Happiness is the natural state for people, as difficult as our individual life journeys may be. It is not some imagined future after you no longer need to work, and it’s not some cinematic memory from your childhood. You’re supposed to be happy right here, right now.
Of course, many of us don’t feel like we are. That’s because we’re trying to be, and we can’t strive for and reach happiness. It’s not the result of an effort, it’s not a goal. It can’t be gotten at by ego.
Happiness can be unveiled though. Gardeners who willingly work in their garden, in collaboration with the sun and the rain, are engaged in the cultivation of happiness. You can too.
Start by looking inside. Spend time in meditation or prayer – time in your garden – so that you can fully perceive the rocks and weeds, the birds and trees.
Sweat and groan as you haul out the rocks, the emotional blockage that was created when you refused to fully feel the events of your life. The only way to do this is to feel the rocks.
Do nothing to pull out the weeds, the negative patterns of behavior that imprinted into your mind as you struggled to cope with the world. If you do nothing, they’ll stop being nourished and they’ll die – pulling on them just makes them stronger. Doing nothing can be very difficult.
Nourish the soil, seek wholeness in body, by intentionally seeking physical activity and whatever diet fulfills your physical form the best. Don’t read a book on gardening in the forest if you’re working in a desert. Listen to the land.
Nourish the plants, seek wholeness in emotions, by accepting and fully feeling whatever weather arises. You need both sunny weather and storms to grow.
Plant trees of right understanding by regularly reading spiritual and religious texts, preferably across multiple traditions. Don’t keep it too serious, though – it’s not spiritual if it’s always dreary and bleak.
Plant trees of right relationships by moral action, allegiance to a concept of virtue that you regularly redefine using your intuition and expanding frame of reference. Seek to guide all of that grows in you into positive, constructive outlets.
None of these methods of cultivating happiness will result in happiness. Not one. You’ll never get happy trying to be happy. These methods of cultivating happiness result in healthiness, wholeness, and spirituality.
But, in your gardening, sooner or later you’ll start unaccountably whistling and smiling. You’ll be pulling a difficult weed or your back will be hurting from moving a particularly large rock, and suddenly you’ll notice the sky or the grass or the birds.
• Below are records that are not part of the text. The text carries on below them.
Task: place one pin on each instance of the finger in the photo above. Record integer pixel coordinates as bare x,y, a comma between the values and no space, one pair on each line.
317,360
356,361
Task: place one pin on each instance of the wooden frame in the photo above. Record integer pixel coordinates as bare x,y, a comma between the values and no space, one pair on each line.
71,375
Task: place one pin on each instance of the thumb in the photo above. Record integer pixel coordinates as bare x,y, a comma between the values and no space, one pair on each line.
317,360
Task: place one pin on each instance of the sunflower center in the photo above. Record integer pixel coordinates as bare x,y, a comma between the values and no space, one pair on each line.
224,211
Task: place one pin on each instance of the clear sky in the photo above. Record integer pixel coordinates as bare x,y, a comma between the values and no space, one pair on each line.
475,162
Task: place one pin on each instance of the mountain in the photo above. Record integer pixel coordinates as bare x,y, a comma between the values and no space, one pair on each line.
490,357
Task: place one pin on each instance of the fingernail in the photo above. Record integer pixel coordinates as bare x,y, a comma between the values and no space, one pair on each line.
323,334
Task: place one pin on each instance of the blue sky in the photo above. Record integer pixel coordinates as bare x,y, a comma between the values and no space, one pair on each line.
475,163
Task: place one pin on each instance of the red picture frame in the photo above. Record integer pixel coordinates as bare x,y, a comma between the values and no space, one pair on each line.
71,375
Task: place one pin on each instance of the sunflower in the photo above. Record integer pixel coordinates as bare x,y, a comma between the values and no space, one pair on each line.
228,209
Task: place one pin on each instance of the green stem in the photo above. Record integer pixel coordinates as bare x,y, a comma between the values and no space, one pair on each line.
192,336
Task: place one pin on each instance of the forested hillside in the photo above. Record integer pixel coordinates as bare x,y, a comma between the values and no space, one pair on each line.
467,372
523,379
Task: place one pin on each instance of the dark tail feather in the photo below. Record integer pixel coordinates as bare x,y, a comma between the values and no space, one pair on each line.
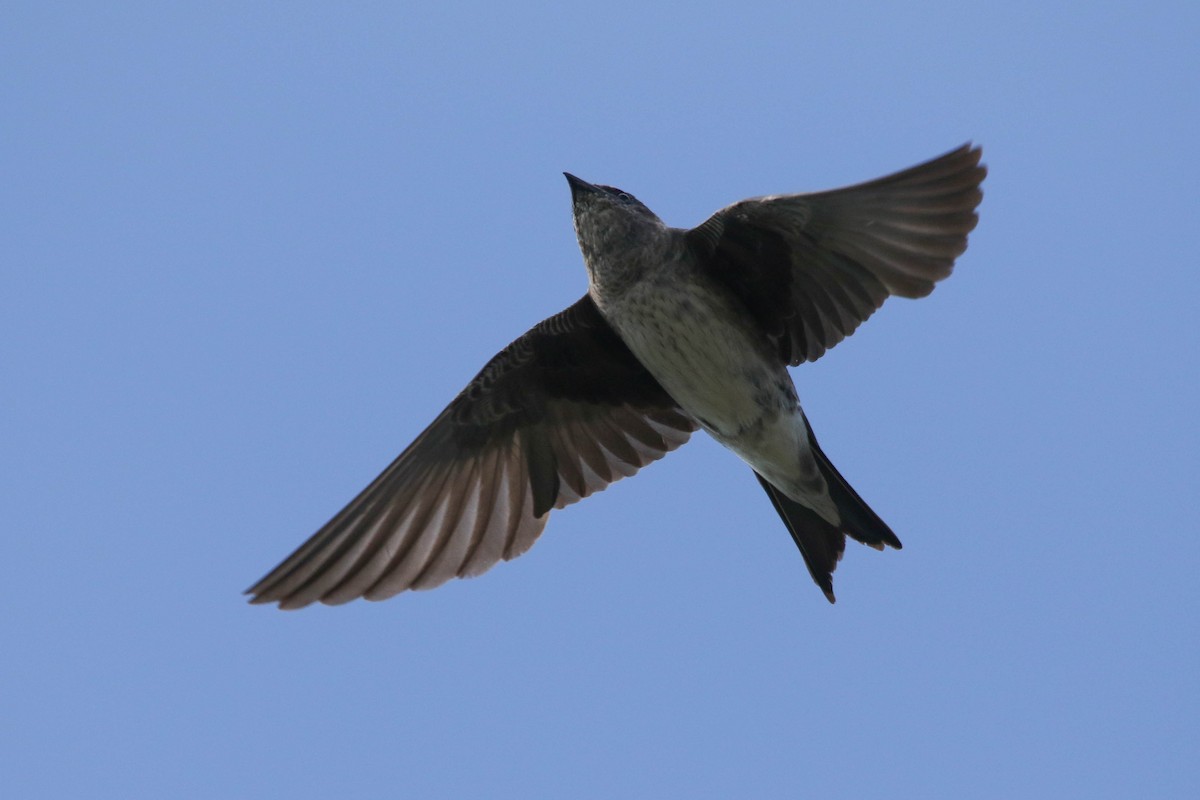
822,543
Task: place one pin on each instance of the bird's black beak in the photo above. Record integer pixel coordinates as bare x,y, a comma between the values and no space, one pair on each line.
580,186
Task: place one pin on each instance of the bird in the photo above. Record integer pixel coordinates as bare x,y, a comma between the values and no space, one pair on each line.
679,330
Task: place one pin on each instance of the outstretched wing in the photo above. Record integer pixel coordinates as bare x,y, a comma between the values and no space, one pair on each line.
561,413
811,268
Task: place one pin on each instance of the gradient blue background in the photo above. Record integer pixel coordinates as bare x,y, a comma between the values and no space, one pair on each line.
250,250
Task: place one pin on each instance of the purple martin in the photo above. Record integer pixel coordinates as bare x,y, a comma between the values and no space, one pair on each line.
679,330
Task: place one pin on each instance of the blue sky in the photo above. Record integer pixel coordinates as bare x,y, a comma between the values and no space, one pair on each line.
251,250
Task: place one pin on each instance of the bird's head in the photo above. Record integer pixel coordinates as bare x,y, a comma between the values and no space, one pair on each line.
611,224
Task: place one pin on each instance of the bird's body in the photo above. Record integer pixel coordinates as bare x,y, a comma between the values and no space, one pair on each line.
693,337
681,329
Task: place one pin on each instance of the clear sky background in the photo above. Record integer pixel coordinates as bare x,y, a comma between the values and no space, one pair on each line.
251,250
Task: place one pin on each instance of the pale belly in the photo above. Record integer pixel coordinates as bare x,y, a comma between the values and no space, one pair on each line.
723,374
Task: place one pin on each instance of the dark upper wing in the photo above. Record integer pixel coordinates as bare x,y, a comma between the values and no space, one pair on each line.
561,413
811,268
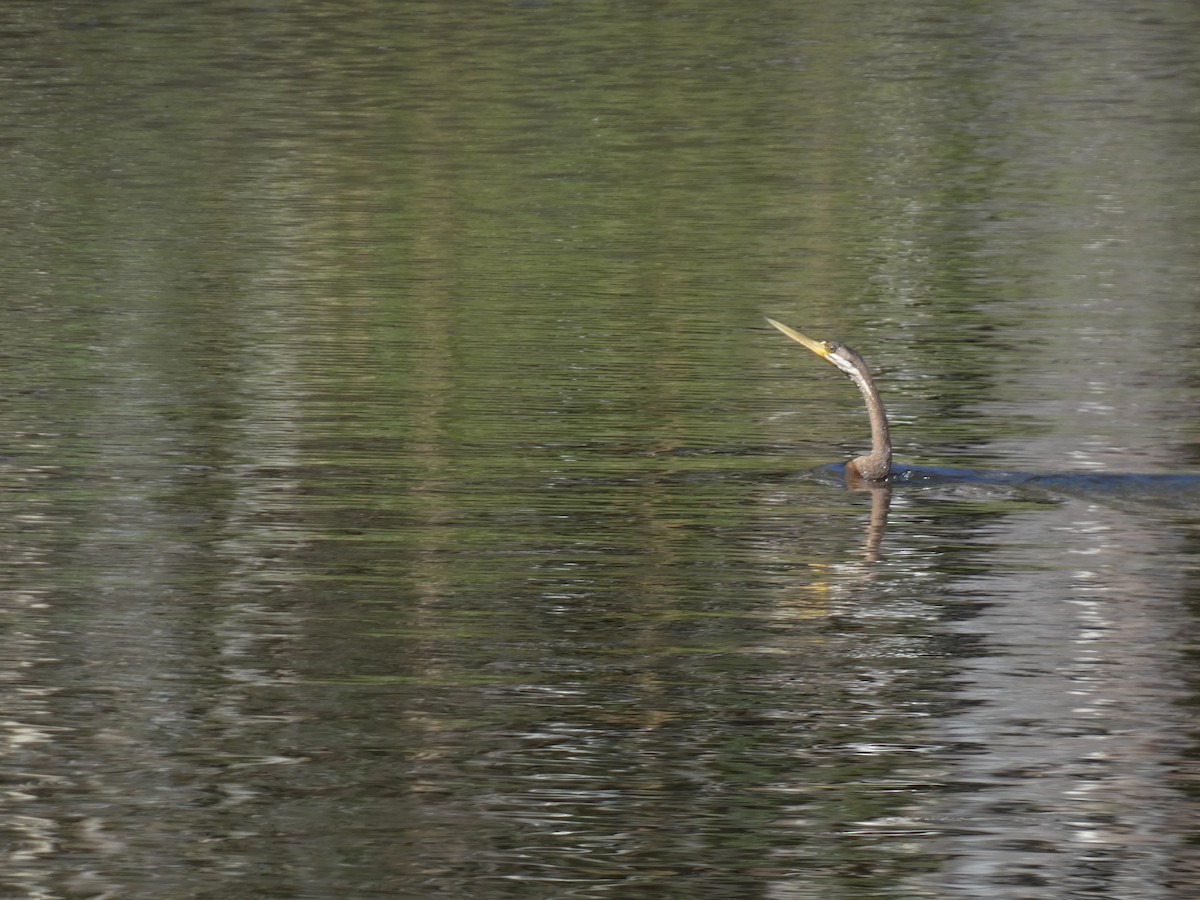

Maybe you’ll even sing or dance. It won’t be because of one tree, or some special fruit, or anything at all in particular.
You’ll just suddenly notice that you’re happy, and have been for quite some time.
In your clearing of the land and tending of the plants, happiness just somehow happens. But only as long as you keep working. There’s not much difference between happiness and living, if you can forget about being something in particular or wanting something in particular for a while.
Ultimately, the cultivation of happiness is the happiness it cultivates, you see.
For to try to say anything definite about the Tao is like trying to eat your mouth: you can’t get outside it to chew it. To put it the other way round: anything you can chew is not your mouth. So, too, anything you can define or imagine, anything you can understand or desire, is not the Tao. We can’t know it, we can’t feel or sense it, for the very simple reason that it’s the whole substance of knowing, feeling, and sensing, of living and existing. It’s too close to be seen and too obvious to be noticed or understood.